To avoid polygons whose edges cross themselves, try this:

ConvexHullMesh[a]

For instance:

a = RandomReal[{0, 1}, {5, 2}];

Graphics[Polygon[a]]

ConvexHullMesh[a]

or

ConvexHullMesh[a, PlotTheme -> “Lines”, MeshCellStyle -> Black]

Note that FindShortestTour does not work:

a = {{0, 0}, {1, 0}, {1, .1}, {2, .1}, {2, 0}, {3, 0}, {1.5, 1}};

Graphics[Line[a[[FindShortestTour[a][[2]]]]]]

which is not convex.

1

Why is it a problem if the FindShortestTour solution is not convex?
– Rahul
Dec 18 ’15 at 1:22

There is no reason the shortest tour need be convex… The shortest tour must go through every point, which includes those in the interior of the convex hull.
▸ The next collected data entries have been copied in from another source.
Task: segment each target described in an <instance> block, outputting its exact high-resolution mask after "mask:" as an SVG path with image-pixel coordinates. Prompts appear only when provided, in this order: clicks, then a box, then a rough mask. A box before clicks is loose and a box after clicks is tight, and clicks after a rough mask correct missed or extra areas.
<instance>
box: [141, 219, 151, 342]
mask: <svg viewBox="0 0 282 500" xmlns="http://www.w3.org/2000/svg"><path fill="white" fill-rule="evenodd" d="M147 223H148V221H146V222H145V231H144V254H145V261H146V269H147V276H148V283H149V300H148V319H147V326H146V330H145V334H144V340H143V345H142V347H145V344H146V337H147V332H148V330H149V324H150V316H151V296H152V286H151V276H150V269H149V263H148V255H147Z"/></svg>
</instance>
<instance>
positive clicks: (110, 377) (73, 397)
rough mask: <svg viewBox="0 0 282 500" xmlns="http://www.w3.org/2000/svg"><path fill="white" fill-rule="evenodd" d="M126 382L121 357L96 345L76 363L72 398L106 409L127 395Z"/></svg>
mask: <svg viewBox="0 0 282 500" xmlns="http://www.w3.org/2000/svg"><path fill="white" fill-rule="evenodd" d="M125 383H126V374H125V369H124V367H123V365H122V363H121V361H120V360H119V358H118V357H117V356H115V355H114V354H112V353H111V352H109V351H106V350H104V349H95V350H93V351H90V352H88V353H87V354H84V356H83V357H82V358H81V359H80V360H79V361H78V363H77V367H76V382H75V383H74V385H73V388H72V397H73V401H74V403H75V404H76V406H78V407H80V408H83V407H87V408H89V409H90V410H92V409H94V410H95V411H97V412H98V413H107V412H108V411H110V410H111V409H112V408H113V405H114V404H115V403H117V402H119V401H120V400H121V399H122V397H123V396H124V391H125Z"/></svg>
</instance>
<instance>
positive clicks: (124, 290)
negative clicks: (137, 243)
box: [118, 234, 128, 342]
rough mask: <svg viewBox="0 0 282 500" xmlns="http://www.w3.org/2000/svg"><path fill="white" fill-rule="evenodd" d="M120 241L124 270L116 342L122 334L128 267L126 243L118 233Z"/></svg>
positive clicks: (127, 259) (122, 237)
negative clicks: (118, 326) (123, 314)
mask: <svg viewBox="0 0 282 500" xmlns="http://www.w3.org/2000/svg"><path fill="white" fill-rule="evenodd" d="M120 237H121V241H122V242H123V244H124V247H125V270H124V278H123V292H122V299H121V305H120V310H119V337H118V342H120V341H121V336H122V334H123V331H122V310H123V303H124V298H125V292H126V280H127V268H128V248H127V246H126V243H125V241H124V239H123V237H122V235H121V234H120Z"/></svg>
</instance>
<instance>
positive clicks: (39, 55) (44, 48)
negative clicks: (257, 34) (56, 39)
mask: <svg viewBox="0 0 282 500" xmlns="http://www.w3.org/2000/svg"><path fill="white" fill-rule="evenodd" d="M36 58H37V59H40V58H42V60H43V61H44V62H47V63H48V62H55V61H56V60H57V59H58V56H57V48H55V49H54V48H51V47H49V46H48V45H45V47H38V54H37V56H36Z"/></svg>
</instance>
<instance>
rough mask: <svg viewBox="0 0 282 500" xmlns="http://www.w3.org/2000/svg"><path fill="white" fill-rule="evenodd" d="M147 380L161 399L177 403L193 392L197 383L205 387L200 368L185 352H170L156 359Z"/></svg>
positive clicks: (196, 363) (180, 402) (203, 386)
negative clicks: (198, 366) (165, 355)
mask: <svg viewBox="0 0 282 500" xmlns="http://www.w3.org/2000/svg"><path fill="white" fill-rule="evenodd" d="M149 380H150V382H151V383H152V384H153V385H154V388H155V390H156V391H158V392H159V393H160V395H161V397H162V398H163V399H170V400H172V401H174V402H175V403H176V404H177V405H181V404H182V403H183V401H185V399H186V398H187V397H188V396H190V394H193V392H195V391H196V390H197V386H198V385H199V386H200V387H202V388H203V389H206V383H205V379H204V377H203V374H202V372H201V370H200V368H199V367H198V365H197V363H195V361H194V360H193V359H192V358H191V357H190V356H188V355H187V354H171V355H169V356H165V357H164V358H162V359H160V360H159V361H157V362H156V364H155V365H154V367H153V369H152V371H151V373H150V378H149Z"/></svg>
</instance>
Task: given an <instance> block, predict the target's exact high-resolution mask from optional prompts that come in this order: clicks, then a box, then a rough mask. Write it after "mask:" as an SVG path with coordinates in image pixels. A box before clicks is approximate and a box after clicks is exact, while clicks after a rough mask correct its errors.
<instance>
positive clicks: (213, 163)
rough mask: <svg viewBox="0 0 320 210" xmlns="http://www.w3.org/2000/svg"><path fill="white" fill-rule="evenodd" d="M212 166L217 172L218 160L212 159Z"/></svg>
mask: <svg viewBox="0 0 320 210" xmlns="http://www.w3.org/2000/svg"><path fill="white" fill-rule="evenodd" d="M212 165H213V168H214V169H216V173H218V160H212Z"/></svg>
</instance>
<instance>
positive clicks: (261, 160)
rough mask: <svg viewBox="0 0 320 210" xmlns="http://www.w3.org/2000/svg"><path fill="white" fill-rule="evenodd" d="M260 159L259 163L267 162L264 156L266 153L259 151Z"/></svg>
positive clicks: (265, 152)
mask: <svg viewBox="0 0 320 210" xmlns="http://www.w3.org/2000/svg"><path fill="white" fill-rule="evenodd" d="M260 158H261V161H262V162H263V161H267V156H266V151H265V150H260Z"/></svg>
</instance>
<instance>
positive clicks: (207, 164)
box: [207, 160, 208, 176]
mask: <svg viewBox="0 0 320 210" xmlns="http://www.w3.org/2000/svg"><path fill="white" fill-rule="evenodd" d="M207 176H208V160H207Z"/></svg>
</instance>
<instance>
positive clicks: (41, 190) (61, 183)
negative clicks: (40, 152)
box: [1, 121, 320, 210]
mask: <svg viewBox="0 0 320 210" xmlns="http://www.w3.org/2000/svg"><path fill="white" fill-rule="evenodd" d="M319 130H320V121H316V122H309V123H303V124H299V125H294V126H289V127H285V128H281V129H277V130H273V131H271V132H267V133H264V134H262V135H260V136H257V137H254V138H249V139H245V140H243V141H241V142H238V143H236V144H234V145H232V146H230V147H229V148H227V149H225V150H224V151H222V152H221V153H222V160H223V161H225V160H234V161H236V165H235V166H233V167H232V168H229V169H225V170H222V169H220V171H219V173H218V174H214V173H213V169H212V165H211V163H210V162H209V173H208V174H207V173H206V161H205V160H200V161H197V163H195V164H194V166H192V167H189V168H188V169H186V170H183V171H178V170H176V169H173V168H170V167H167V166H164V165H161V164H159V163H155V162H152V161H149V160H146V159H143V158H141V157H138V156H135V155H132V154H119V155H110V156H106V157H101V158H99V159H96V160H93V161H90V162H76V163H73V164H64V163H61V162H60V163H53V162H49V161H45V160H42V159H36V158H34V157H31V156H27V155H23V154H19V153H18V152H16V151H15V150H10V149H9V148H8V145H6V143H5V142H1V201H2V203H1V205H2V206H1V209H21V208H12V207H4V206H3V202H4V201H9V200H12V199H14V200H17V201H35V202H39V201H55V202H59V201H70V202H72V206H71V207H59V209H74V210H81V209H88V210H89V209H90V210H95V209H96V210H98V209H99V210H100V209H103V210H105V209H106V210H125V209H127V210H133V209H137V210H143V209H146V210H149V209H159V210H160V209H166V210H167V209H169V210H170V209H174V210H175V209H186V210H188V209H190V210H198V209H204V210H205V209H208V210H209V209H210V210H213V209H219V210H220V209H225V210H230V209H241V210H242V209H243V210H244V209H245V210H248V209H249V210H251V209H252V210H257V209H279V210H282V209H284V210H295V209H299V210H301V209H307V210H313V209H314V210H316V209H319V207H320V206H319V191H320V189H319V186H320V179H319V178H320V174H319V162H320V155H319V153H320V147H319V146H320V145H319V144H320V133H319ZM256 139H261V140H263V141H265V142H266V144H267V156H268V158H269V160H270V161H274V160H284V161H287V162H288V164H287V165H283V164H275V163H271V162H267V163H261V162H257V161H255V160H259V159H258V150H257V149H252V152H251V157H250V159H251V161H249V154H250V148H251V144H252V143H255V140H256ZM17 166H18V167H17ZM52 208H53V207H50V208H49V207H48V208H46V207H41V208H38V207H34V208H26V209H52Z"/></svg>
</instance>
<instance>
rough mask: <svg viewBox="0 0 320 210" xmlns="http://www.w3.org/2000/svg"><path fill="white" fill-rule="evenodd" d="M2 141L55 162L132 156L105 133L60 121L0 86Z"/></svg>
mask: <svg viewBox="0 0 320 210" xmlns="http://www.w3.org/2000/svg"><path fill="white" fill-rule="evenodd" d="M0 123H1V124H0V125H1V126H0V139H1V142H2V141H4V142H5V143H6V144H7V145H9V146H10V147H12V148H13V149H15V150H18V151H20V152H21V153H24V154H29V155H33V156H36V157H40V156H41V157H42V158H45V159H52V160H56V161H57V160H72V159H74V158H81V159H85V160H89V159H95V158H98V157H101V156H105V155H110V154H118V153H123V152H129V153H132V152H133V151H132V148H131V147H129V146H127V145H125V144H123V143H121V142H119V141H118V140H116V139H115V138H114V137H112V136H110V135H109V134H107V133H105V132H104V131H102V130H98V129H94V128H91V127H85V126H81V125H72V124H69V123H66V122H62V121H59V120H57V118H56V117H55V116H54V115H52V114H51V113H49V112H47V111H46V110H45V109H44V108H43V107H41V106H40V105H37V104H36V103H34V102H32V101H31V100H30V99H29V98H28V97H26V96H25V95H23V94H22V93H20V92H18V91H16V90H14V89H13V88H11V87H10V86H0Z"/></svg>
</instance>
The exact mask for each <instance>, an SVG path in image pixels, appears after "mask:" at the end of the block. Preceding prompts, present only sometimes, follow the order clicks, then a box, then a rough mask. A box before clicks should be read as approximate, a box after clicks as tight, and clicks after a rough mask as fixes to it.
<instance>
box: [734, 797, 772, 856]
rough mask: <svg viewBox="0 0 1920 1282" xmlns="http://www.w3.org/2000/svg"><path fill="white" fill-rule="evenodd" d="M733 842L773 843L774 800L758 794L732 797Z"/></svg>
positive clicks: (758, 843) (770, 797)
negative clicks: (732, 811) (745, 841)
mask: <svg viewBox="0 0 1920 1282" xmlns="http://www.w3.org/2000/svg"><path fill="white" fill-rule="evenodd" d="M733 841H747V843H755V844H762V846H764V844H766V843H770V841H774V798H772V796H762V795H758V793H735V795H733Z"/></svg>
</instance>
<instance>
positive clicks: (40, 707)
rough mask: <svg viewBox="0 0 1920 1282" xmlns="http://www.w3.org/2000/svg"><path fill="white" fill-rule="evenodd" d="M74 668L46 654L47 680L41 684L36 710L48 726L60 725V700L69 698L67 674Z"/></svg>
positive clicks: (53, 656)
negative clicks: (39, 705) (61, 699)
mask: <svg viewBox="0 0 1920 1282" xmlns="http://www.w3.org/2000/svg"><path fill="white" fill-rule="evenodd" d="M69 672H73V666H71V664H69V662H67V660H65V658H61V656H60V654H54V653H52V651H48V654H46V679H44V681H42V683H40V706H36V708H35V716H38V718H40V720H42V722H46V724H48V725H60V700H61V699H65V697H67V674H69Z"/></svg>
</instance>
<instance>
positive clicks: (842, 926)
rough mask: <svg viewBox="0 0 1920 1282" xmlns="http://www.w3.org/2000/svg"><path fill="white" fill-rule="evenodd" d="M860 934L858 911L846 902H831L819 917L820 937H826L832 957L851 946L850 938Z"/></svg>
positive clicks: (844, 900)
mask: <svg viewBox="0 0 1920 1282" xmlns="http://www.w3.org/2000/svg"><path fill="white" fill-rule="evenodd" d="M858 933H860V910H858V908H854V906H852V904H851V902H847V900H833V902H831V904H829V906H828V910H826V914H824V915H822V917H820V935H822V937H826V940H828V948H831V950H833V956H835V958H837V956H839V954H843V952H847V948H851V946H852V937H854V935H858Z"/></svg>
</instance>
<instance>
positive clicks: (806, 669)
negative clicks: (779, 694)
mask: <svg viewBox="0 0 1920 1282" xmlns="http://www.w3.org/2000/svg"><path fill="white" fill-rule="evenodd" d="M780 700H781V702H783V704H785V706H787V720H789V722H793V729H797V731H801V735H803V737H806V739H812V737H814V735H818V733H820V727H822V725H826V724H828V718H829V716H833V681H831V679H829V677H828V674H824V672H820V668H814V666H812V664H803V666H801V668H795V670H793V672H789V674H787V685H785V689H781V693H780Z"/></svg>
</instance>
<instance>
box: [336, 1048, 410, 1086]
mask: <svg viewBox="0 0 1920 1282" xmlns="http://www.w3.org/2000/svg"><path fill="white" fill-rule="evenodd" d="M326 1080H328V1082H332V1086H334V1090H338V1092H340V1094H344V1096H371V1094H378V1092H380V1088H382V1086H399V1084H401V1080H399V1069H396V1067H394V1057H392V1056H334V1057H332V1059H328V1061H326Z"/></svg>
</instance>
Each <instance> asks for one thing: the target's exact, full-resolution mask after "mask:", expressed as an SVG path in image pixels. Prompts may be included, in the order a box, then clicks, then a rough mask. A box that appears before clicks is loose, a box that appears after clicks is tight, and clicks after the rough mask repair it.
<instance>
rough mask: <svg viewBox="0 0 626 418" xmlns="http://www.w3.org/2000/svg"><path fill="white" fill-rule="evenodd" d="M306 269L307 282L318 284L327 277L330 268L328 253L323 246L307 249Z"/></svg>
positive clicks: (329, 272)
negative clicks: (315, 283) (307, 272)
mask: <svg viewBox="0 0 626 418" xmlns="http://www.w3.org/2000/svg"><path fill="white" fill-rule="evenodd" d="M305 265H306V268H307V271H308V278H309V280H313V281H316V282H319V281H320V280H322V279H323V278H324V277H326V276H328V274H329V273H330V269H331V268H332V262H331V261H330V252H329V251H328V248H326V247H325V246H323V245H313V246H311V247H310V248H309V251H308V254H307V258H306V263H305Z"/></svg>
Hence the shortest tour will rarely be convex.
– David G. Stork
Dec 18 ’15 at 1:25

Yes, that’s fine, but why is that a problem? You say this approach “does not work”, but the asker didn’t ask for a convex figure.
– Rahul
Dec 18 ’15 at 1:28

Yes he did… when he wrote: “it doesn’t always work. For some values sometimes it creates figures like this i.imgur.com/tAeOCSa.png?1 I want it to create geometric figures.”
– David G. Stork
Dec 18 ’15 at 1:29

@David that’s self intersection, but non convex is probably fine.
– LLlAMnYP
Jan 17 at 1:26